How to hold your AI accountable

Key steps to ensure machine learning models perform to expectations

ai capabilities

Artificial intelligence has made exciting leaps in recent years. It can read, write, see and speak. It can solve many problems that humans can’t. AI is a powerful technology, but not so powerful as to be beyond reproach.

As AI adoption expands in the enterprise—50% of companies surveyed by McKinsey in 2020 said they had adopted AI in at least one business function—leaders must define standards and expectations for AI applications and ensure they are met, just as they do for human employees.

Machine learning algorithms, after all, are making more and more decisions that impact customers, employees, and business results. Executives should scrutinize how machine learning models frame and make those decisions, identify any machine biases that might skew their analysis, and in general, ensure they do what they are hired to do.

In my experience as an analytics leader in large organizations, making AI accountable in the enterprise starts with a handful of core questions for business and technology leaders.

1. Is AI the right fit for the job?

Just as companies must evaluate whether a particular job candidate is the right fit, they need to determine whether AI is the right approach for a particular use case. That depends on four factors:

  • How important is the problem? Developing the right AI models can require significant time and resources. Is this a problem that can significantly reduce costs or increase revenue?
  • Do you have the right data? AI models tend to perform best when they can draw upon large volumes of carefully curated data.
  • Does this problem scale? The bigger the scope of the problem, the greater potential return you are likely to see on your AI investment.
  • Can you put the results to work? Organizations need to develop a playbook that plots the actions it will take from predictions AI will make.
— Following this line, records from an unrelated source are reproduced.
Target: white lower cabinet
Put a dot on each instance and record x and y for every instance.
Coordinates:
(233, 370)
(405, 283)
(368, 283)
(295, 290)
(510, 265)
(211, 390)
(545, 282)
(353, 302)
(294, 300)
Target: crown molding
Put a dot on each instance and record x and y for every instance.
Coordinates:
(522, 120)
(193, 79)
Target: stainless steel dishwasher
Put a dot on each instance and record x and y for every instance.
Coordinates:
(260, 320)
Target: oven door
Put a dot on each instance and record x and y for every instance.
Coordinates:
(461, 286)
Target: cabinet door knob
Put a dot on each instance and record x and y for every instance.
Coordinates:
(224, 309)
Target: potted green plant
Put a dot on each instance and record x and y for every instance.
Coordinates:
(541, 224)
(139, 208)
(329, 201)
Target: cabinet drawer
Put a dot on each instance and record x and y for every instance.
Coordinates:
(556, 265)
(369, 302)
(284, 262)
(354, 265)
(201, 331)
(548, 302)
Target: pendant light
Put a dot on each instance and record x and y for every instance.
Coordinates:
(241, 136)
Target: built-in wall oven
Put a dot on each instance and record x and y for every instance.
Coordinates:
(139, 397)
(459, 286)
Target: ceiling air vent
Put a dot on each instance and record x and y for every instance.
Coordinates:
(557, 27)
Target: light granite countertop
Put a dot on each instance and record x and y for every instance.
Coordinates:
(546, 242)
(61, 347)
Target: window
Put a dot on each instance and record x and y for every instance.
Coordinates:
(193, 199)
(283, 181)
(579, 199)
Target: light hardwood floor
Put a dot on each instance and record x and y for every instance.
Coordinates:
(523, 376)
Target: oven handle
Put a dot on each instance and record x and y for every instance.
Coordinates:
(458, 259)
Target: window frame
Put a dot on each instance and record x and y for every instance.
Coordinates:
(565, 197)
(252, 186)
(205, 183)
2. Can the AI model explain itself?

It’s not enough to analyze the data and make a prediction. Like any business leader, the AI model needs to be able to explain how it arrived at a particular prediction. Or, if it can’t, a surrogate model, which takes the AI model’s predictions and reverse-engineers them to determine how the model arrived at them, needs to do the same.

The ability to explain how a model works helps to establish trust in decisions. For example, AI developers might create a model that predicts the interval between a customer’s initial investment in a product and the point at which they begin to realize its value. If the gap is too great, customer satisfaction will suffer. By analyzing usage, engagement, and training data, AI models can generate a time-to-value score, identify any issues that may be impacting adoption, and provide recommendations for mitigating them.

[Read also: What is data science?]

3. How is the model performing?

Every employee participates in periodic performance reviews and, when necessary, improvement plans. Likewise, AI models need to be constantly evaluated and refreshed to counteract drift, which can happen when the data changes over time and the model doesn’t adapt to those changes.

For example, companies generally can’t evaluate the accuracy of an AI prediction until the predicted result has (or hasn’t) come to pass. But AI models can be compared to historical data to get a rough idea of their accuracy. If they’re off by a significant margin, an intervention can be staged. Because models are likely to drift as the data changes, their accuracy must be periodically monitored and managed.

A classic use case for machine learning is to identify customers at risk for churn. Because certain market factors are unpredictable—companies may go bankrupt, merge with competitors, or be impacted by larger economic factors such as a global pandemic—these models must be revisited every quarter and adjusted as needed.

4. Can you control for bias?

Just as it’s impossible to eliminate biased decision-making in humans, AI models can develop biases from incomplete data training sets or a less-than-rigorous selection of variables. In the human world, bias is counteracted via learning, awareness, HR policies, and performance reviews. In the AI world, it’s done through algorithmic auditing or statistical analysis.

If you are building a model that predicts when a sales deal is likely to close, you need to take special care to avoid introducing variables—such as, say, the experience or history of a particular sales rep—that could inadvertently bias the prediction.

5. Are you encouraging diversity?

Creating an “ensemble” of independent base models can reduce the overall error rates of your AI deployments in the same way hiring people from diverse backgrounds can bring new ideas into the organization.

Let’s say you wanted to use machine learning to identify likely sales prospects. You could build a model based on the number of times a person visited your company’s websites and in-store purchases. But you’d probably get more accurate results if you combined that with another model that analyzed customer demographics and product trends, a third model that looked at all the above signals plus their exposure to marketing messages, and so on. Combining different models into an ensemble compensates for weakness in any individual model and can produce more accurate results.

Responsibility for the success or failure of AI deployments ultimately comes down to people.

The key is diversity: Using a separate set of training data for each model, changing the attribute set of each model, or creating new algorithms and parameters will all make the ensemble approach more effective.

Responsibility for the success or failure of AI deployments ultimately comes down to people. Business and technology leaders must take responsibility for the AI models that influence decisions and must be accountable for the results. Every model designer must be able to explain how the model works, and adjust it if results don’t meet expectations through a rigorous process and policies regarding the accuracy, bias, ethical use of data, and use cases.

As with hiring new employees, deploying AI at scale is only the beginning of the journey. To maximize AI’s potential, companies must continually monitor and improve its performance to generate the greatest value for the enterprise.